Using the constant comparison method, words from similar branches were grouped together first, and after observing their nature, purpose, or descriptive behavior, categories were proposed and defined by the research team. The purpose of these categories was to grasp the main plot, idea, or meaning behind a label that was constantly found in a sample using one word. The constant comparison method is a data-analytic process in which each interpretation and finding is compared with existing findings as it emerges from analysis [35]. This method is used for comparing incidents to other incidents to establish underlying uniformity and the varying conditions of generated concepts (categories) and hypotheses.
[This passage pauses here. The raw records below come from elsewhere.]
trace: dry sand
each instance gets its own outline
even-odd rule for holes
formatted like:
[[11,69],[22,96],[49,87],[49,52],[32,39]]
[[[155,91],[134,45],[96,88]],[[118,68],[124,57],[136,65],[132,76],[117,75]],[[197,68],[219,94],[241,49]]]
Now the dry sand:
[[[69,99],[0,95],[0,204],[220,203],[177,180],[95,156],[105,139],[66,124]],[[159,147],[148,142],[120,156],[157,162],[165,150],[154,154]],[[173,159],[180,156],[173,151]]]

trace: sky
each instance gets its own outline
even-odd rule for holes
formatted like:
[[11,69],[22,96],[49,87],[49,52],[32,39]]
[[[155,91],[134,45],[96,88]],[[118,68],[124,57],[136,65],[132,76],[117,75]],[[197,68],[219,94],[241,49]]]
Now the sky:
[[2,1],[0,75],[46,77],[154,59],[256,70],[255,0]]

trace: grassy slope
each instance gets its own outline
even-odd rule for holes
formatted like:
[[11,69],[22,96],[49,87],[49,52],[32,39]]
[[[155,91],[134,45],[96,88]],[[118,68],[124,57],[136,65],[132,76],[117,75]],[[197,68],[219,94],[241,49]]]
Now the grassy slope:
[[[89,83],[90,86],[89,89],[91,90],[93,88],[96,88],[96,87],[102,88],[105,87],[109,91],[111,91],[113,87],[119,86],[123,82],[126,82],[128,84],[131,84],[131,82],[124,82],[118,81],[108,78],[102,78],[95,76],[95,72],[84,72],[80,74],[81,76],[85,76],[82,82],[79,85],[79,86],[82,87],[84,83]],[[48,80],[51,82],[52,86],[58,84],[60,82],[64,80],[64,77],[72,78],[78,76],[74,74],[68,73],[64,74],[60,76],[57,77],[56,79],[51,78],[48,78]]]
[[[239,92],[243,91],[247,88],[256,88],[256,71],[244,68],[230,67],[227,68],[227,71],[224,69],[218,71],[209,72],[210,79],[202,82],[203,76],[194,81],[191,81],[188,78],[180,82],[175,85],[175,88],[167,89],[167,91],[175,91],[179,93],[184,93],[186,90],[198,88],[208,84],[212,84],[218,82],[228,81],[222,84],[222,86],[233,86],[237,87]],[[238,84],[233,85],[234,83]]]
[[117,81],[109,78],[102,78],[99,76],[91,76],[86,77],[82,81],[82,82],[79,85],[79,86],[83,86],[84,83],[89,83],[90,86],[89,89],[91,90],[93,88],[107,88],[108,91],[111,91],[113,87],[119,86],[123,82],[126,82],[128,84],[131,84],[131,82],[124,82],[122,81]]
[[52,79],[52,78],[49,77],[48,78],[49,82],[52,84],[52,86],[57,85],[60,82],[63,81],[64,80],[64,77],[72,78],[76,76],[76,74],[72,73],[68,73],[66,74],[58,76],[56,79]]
Then, the emerging concepts are compared to more incidents to generate new theoretical properties of the concepts and more hypotheses. At the end, the purpose is the elaboration, saturation, and densification of the concepts [36].

3.7. Manually Categorise a Sample (the First 100 Images of Each Event)

After the main categories of labels were identified, a researcher performed a manual inspection. A sample of the first 100 images for every event was considered, under the assumption that these were the most relevant to the query. Images were examined to identify which of the main categories of labels identified were represented in them, to compare how labels and observer perception would be similar or differ. More than one category could be present in one image (i.e., presence of nature, hazard related, and people would be three categories on one image). A frequency log was used to track how many times each category was represented through all the images. Table 2 presents examples of interest images for each category, as well as the labels associated with the image.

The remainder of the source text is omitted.